A ‘legal entity’ means any natural or legal person created and recognised as such under national law, EU law or international law, which has legal personality and which may, acting in its own name, exercise rights and be subject to obligations, or an entity without legal personality.
- Affiliated entities — Affiliated entities (i.e. entities with a legal or capital link to a beneficiary which participate in the action with similar rights and obligations to the beneficiaries, but which do not sign the grant agreement and therefore do not become beneficiaries themselves) are allowed, if they are eligible for participation and funding.
- Associated partners — Associated partners (i.e. entities which participate in the action without signing the grant agreement, and without the right to charge costs or claim contributions) are allowed, subject to any conditions regarding associated partners set out in the specific call conditions.
- Entities without legal personality — Entities which do not have legal personality under their national law may exceptionally participate, provided that their representatives have the capacity to undertake legal obligations on their behalf, and offer guarantees to protect the EU’s financial interests equivalent to those offered by legal persons.

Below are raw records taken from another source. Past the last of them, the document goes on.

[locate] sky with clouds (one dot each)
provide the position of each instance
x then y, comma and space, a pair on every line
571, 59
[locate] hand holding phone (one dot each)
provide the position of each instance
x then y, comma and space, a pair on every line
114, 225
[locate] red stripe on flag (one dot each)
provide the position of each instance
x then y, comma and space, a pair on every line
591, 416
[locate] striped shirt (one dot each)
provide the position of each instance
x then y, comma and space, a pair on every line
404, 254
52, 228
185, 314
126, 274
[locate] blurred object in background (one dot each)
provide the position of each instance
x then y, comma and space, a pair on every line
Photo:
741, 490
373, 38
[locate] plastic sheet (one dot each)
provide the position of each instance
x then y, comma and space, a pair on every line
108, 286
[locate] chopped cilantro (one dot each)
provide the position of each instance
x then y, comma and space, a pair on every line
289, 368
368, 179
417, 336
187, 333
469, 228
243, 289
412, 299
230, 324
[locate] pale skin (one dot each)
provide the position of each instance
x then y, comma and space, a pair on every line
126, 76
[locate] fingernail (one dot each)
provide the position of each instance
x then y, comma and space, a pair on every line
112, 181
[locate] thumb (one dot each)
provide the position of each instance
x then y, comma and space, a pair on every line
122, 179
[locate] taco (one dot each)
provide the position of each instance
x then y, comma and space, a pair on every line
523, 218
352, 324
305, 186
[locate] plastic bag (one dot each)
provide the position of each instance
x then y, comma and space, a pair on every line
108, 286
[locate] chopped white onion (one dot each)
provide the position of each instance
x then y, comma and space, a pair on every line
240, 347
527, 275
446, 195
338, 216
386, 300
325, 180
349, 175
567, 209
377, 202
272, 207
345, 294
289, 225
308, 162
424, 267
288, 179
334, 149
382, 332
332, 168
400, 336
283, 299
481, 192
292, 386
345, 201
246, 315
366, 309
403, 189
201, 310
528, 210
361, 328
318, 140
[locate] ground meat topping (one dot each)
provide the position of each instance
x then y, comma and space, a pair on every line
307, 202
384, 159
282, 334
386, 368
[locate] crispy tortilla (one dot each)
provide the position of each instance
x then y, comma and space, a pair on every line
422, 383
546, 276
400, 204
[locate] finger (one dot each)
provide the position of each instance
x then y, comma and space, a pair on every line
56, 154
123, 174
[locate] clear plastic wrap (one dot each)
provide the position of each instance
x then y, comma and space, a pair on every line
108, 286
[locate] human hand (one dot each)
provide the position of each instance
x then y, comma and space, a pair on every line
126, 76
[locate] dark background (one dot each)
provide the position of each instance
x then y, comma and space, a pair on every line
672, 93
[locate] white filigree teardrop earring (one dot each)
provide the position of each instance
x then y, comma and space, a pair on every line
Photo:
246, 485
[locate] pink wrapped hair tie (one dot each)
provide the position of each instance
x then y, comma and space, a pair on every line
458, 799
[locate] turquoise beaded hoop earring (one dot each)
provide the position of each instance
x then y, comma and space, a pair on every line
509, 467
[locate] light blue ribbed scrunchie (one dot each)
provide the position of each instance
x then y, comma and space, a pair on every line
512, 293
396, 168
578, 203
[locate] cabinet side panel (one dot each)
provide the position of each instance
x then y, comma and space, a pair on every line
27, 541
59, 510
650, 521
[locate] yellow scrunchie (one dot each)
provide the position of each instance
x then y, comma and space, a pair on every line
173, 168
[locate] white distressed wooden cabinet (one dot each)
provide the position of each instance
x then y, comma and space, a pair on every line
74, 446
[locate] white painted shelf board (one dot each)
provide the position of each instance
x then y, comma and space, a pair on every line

- EU bodies — Legal entities created under EU law including decentralised agencies may be part of the consortium, unless provided for otherwise in their basic act.
- Joint Research Centre (‘JRC’)— Where provided for in the specific call conditions, applicants may include in their proposals the possible contribution of the JRC but the JRC will not participate in the preparation and submission of the proposal. Applicants will indicate the contribution that the JRC could bring to the project based on the scope of the topic text. After the evaluation process, the JRC and the consortium selected for funding may come to an agreement on the specific terms of the participation of the JRC. If an agreement is found, the JRC may accede to the grant agreement as beneficiary requesting zero funding or participate as an associated partner, and would accede to the consortium as a member.
- Associations and interest groupings — Entities composed of members (e.g. European research infrastructure consortia (ERICs)) may participate as ‘sole beneficiaries’ or ‘beneficiaries without legal personality’. However, if the action is in practice implemented by the individual members, those members should also participate (either as beneficiaries or as affiliated entities, otherwise their costs will NOT be eligible
Relevance for EU Macro-Region
EUSAIR - EU Strategy for the Adriatic and Ionian Region, EUSALP - EU Strategy for the Alpine Space, EUSBSR - EU Strategy for the Baltic Sea Region, EUSDR - EU Strategy for the Danube Region
UN Sustainable Development Goals (UN-SDGs)
All proposals must be submitted electronically via the Funders & Tenders Portal electronic submission system (accessible via the topic page in the Search Funding & Tenders section). Paper submissions are NOT possible.
Proposals must be complete and contain all parts and mandatory annexes and supporting documents, e.g. plan for the exploitation and dissemination of the results including communication activities, etc.
The application form will have two parts:
- Part A (to be filled in directly online) contains administrative information about the applicant organisations (future coordinator and beneficiaries and affiliated entities), the summarised budget for the proposal and call-specific questions;
- Part B (to be downloaded from the Portal submission system, completed and then assembled and re-uploaded as a PDF in the system) contains the technical description of the project.
Annexes and supporting documents will be directly available in the submission system and must be uploaded as PDF files (or other formats allowed by the system).
The limit for a full application (Part B) is 45 pages.